One friend told me that the military was required to support the French revolution and Egyptian military is not counter revolutionary since the counter revolutionaries were the Muslim Brotherhood. The election of the Muslim Brother hood is not a real democracy. The military coup against Morsi would be called a true revolution by the likes of Trotsky and Mao.

OHumanista
26th July 2013, 23:15
Well the fact that the Muslim Brotherhood is counter-revolutionary does not make their enemies revolutionary. So I prefer to wait and skeptically observe the situation.

Bostana
26th July 2013, 23:46
I thought it was a military coup

TheIrrationalist
27th July 2013, 00:03
It is a coup not a revolution.

What I'm afraid is that the military will have to cling onto power. There is no going back to bourgeois democracy, as the people is greatly divided, on which bourgeois party they support, and support for the Muslim Brotherhood and Morsi isn't waning. I don't see much solutions for Egypt (for except the obvious, which isn't going to happen). If they go back to democracy they soon have another Muslim Brotherhood president, or something similar.

Hit The North
27th July 2013, 00:30
I agree with the above. Recent events have been a coup as the military has stepped in, posing as the 'party of order'. The revolutionary citizens that rose up against Mubarek have proven that they are divided and have no clear idea of the way forward apart from a vague aspiration for liberal representative democracy which, as TheIrrationalist points out, carries it own contradictions.

TooManyQuestions
27th July 2013, 20:21
Only time will tell. Morsi was never far from Mubarik. The people in the streets have had it rougher under Morsi though. I think that the people have a sense of their own power, however, and I can hope that they will continue to fight for a better future, no matter the odds.

The military may well try to keep in power as they always have. The next couple years over there may be rough.

ckaihatsu
28th July 2013, 20:38
The B u l l e t

Socialist Project • E-Bulletin No. 848
July 4, 2013


Bonapartist Coup in Egypt!


Sungur Savran

The near equality in strength of the two camps contending for power in Egypt led the army to stage a Bonapartist coup. It is not only the recent episode of unprecedented crowds in the millions coming out on 30 June that has made the army move. This struggle between the Muslim Brotherhood government of now deposed President Mohamed Morsi, on the one hand, and the opposition, represented by the National Salvation Front, and more recently by the Tamerod (Rebel) movement, on the other, has been going on since last November. This is, in fact, the third wave of spectacular demonstrations by the opposition within a cycle of the Egyptian revolution that has been going on since November.

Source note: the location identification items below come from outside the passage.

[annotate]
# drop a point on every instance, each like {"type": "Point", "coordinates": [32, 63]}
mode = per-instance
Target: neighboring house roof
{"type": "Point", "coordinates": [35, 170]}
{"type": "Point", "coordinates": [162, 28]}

http://www.socialistproject.ca/bullet/848.php

cyu
30th July 2013, 19:29
This is basically how it goes:

1. Mubarak consolidates power by glorifying the military (where he has many allies)
2. Wave of Arab revolutions topples Mubarak
3. Although the head of state is gone, the former political and economic system remains
4. Before the revolutionaries can transform the existing system, the military steps in, claiming to "maintain order while the people decide"
5. The generals consolidate power in such a way that no matter who replaces Mubarak, they keep the power they had before
6. Morsi comes in - although the generals are agnostic towards his status, as long as he doesn't rock the boat, they leave him alone
7. Morsi accomplishes nothing of what brought about the original revolution. He is faced with internal pressure maintain old domestic policies, and external pressure to maintain old foreign policies
8. Revolutionaries threaten to overthrow Morsi again since he's basically Mubarak II
9. Generals step in again to co-opt the revolution much in the same way they did in step #4
10. Morsi-supporters, much like Christian-on-the-street-Americans, try to back up the guy they believe represents them
11. Generals care no more about religious Egyptians than they do about secular Egyptians. If you get in their way, you get massacred

Detroz
30th July 2013, 20:33
Yeah i'm starting to think that this military coup is kind of being supported by Israel.All tunnels that linked palestine to egypt were demolished;since then, the palestinians are having a really hard time providing food and technology to its population.